Lead author Branislav Igic was conducting fieldwork at the National Botanic Gardens in Canberra when he realised he was hearing a range of alarm calls from birds he couldn’t see. It turned out the tiny brown thornbill was responsible for them all. Naturally, he wanted to figure out why.

It all comes down to creating as convincing a ruse as possible.

Brown thornbill nests are hidden in dense thickets a metre or less off the ground – even so, their young are constantly under threat from much larger crow-like pied currawongs. Currawong chicks devour the chicks of smaller birds – with each brood needing around two kilograms of food. More than a quarter of thornbills lose entire nests to predators.

While many birds use trickery to protect their nests – some feign injury, or even tend to a fake nest, to draw predators away from their brood – the brown thornbill’s approach has never been seen before. When thornbills hear their chicks in distress, they simultaneously emit the alarm calls of up to four different birds, simulating what would happen if a hawk were flying overhead. Tricked into thinking a bigger predator is in the air, the currawongs quickly abandon their hunt.

“The study is very surprising in terms of the complexity of between-species interactions it reveals,” says University of Melbourne ornithologist Michelle Hall. “Birds use vocal mimicry to increase their vocal repertoire, but as far as I know its effect on predator behaviour has not been shown.”

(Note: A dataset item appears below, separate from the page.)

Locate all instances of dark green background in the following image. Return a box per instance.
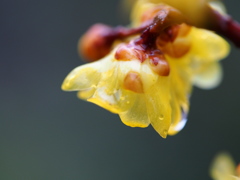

To test if the thornbills were employing this strategy to protect their nests, Igic and his colleagues recorded how nesting thornbills responded to stuffed taxidermy mounts of currawongs and harmless rosella parrots. As expected, the thornbills didn’t react to the rosellas. They didn’t respond to the stuffed currawong on its own either, but mimicked alarm calls when they were presented with the stuffed currawong and sound clips of distressed thornbill chicks, suggesting the trick is geared towards helping their chicks escape an attack.

Sure enough, the currawongs were startled by the alarm calls – regardless of whether they were genuine or mimicked. The researchers played back real honeyeater alarms and honeyeater alarms mimicked by thornbills to currawongs approaching a specially-designed feeder. As soon as the currawongs heard the alarm calls, they either scanned the air for danger or flew away. The researchers think this short distraction buys thornbill nestlings enough time to scatter into the dense vegetation around the nest.

Animals that mimic for self-defence usually pretend to be more dangerous than they are, but this is the first time an animal has been recorded mimicking a fellow harmless species. Instead of pretending to be dangerous, thornbills send false alarms that danger is present. Mimicking predators is out of the question, as predators such as hawks stalk their prey in silence.

Thornbills are talented mimics, reproducing the alarm calls of around 10 species. Why go to the trouble of mimicking so many different alarm calls at once? Igic says it all comes down to creating as convincing a ruse as possible. “You’d be much more convinced if there were five people crying wolf rather than just one,” he says.